Caste as/of Technoscience.
A collaborative, ongoing intellectual project convening interdisciplinary conversations at the Society for Social Studies of Science (4S) since 2021. Co-convened with Dr. Palashi Vaghela, Canada Research Chair at Simon Fraser University.
Despite its importance as an analytical category in the social life of South Asia and its diasporas, caste has remained relatively undertheorized in the social studies of science and technology. Where caste does appear in STS, it has most often figured as an identity category rather than as a sociotechnical formation in its own right.

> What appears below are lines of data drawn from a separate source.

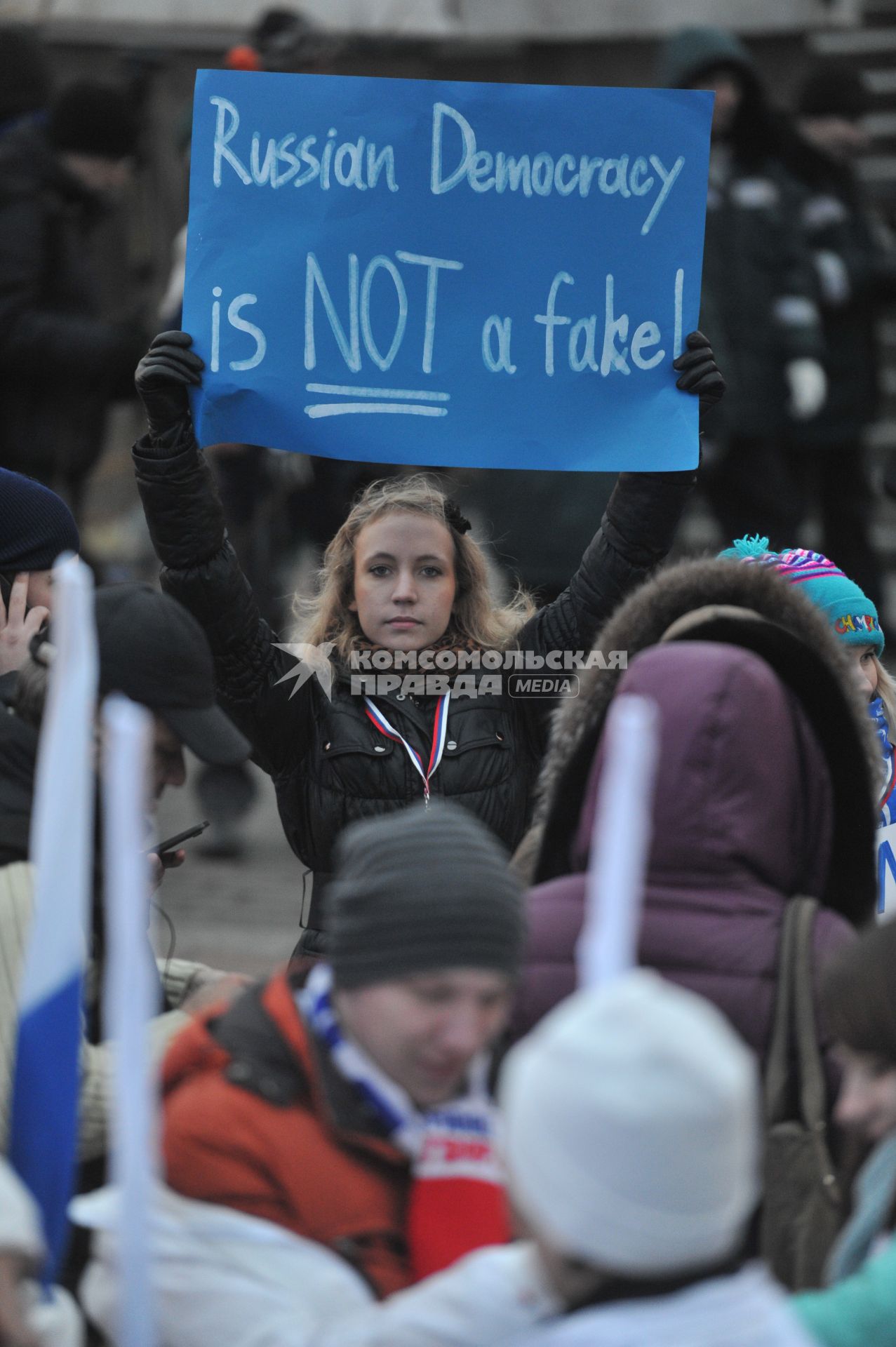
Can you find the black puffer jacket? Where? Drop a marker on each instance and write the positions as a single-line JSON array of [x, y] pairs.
[[328, 761]]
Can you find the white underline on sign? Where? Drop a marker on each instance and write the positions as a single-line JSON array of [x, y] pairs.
[[338, 389], [395, 408]]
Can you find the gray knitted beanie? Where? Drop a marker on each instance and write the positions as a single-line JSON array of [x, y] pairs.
[[418, 891]]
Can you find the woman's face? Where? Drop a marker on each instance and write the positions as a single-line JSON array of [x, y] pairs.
[[405, 581], [867, 1101], [862, 659]]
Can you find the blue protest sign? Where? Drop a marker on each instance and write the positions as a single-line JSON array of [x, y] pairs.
[[449, 274]]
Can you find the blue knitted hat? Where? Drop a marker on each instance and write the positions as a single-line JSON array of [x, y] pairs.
[[35, 524], [848, 609]]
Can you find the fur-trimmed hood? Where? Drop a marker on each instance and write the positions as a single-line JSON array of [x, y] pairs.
[[642, 622]]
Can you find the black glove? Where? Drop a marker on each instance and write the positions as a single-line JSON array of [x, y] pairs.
[[700, 373], [163, 377]]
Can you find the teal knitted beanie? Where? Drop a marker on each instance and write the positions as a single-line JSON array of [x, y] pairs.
[[848, 609]]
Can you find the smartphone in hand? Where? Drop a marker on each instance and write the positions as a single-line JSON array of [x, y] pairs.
[[166, 850]]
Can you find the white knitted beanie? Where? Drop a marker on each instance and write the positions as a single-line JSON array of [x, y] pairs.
[[632, 1129]]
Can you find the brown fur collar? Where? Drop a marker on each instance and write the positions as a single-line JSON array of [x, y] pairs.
[[638, 624]]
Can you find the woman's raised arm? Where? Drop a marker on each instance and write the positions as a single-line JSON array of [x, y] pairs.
[[199, 565]]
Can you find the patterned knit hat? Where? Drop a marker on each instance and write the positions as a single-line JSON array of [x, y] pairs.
[[848, 609]]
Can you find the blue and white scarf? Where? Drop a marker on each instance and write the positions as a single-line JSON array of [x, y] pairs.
[[457, 1199]]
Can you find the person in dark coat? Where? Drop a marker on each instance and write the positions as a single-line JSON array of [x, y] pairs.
[[60, 363], [329, 758], [759, 294], [856, 269], [764, 791]]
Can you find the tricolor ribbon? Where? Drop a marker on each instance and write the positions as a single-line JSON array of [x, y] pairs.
[[439, 735]]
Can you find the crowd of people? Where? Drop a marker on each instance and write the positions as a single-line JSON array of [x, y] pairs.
[[422, 1130]]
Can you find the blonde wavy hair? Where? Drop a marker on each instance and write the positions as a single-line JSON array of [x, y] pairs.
[[476, 620]]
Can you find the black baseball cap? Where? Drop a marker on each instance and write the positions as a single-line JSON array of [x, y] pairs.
[[158, 655]]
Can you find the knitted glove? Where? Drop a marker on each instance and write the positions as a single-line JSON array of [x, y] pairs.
[[700, 373], [163, 377]]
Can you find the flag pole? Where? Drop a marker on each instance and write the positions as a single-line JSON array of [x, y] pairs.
[[130, 1003], [44, 1122]]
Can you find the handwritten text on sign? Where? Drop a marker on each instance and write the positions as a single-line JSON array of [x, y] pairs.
[[453, 274]]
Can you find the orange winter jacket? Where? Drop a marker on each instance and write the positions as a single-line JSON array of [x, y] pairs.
[[256, 1118]]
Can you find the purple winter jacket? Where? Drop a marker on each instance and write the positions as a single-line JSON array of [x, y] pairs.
[[742, 822]]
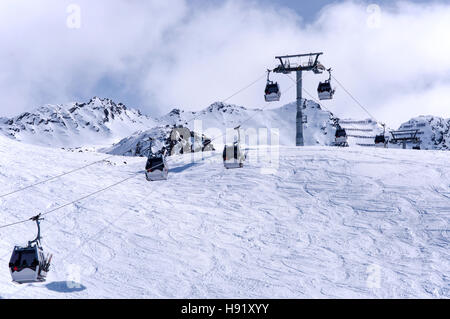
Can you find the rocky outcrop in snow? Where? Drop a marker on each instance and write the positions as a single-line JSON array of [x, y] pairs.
[[434, 132], [100, 121], [176, 140]]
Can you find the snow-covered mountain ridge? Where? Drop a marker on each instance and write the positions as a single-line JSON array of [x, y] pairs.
[[102, 122], [98, 121], [434, 132]]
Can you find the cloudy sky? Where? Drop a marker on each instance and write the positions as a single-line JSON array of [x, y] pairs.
[[159, 54]]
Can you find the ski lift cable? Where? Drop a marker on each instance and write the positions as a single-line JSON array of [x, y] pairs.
[[233, 95], [252, 116], [355, 99], [77, 200], [54, 177], [315, 100]]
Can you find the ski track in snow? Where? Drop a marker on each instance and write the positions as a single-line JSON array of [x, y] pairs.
[[313, 229]]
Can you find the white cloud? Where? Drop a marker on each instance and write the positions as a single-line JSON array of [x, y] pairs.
[[164, 54]]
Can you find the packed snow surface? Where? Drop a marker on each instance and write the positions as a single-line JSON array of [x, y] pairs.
[[328, 222]]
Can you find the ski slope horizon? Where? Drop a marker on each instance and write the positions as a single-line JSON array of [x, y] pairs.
[[100, 123], [327, 223]]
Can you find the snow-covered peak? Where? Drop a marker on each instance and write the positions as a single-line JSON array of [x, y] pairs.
[[99, 121], [434, 132]]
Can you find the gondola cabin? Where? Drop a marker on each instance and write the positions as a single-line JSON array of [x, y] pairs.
[[341, 138], [272, 92], [325, 91], [380, 141], [156, 168], [28, 264]]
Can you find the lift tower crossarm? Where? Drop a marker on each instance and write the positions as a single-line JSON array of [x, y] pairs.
[[282, 68], [285, 67]]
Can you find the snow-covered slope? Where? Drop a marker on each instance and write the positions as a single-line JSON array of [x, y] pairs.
[[170, 139], [329, 222], [361, 132], [214, 121], [102, 122], [434, 132], [98, 122], [219, 119]]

This project asks: what happens when we reframe the study of caste as a study of technoscience? What conceptual and methodological toolkits does such a move require? How are caste and technoscience intertwined — historically, infrastructurally, materially? What does it mean to approach caste as a technoscientific project of domination and subjugation, or as a form of media that mediates sociotechnical relations?
2021 · 4S (virtual) — Caste as/of Technoscience. A four-session open panel inaugurating sustained attention to caste as a generative analytical framework for STS. The panel drew together anthropologists, historians, media studies scholars, and information scientists working across empire, colonialism, and postcolonial technoscience. Conversations from this panel are taking shape as a journal special issue.
2025 · 4S Seattle — Caste as/of Technoscience II. Advanced the 2021 work by identifying a limit within much critical scholarship: that the field often remains organized around opposition to Brahmin hegemony, which inadvertently keeps Brahminism at the center. The 2025 panel began the harder task of thinking both technoscience and caste without centering Brahminism at all.
Forthcoming — Caste as/of Technoscience III. The next convening continues the trajectory of the series. More soon.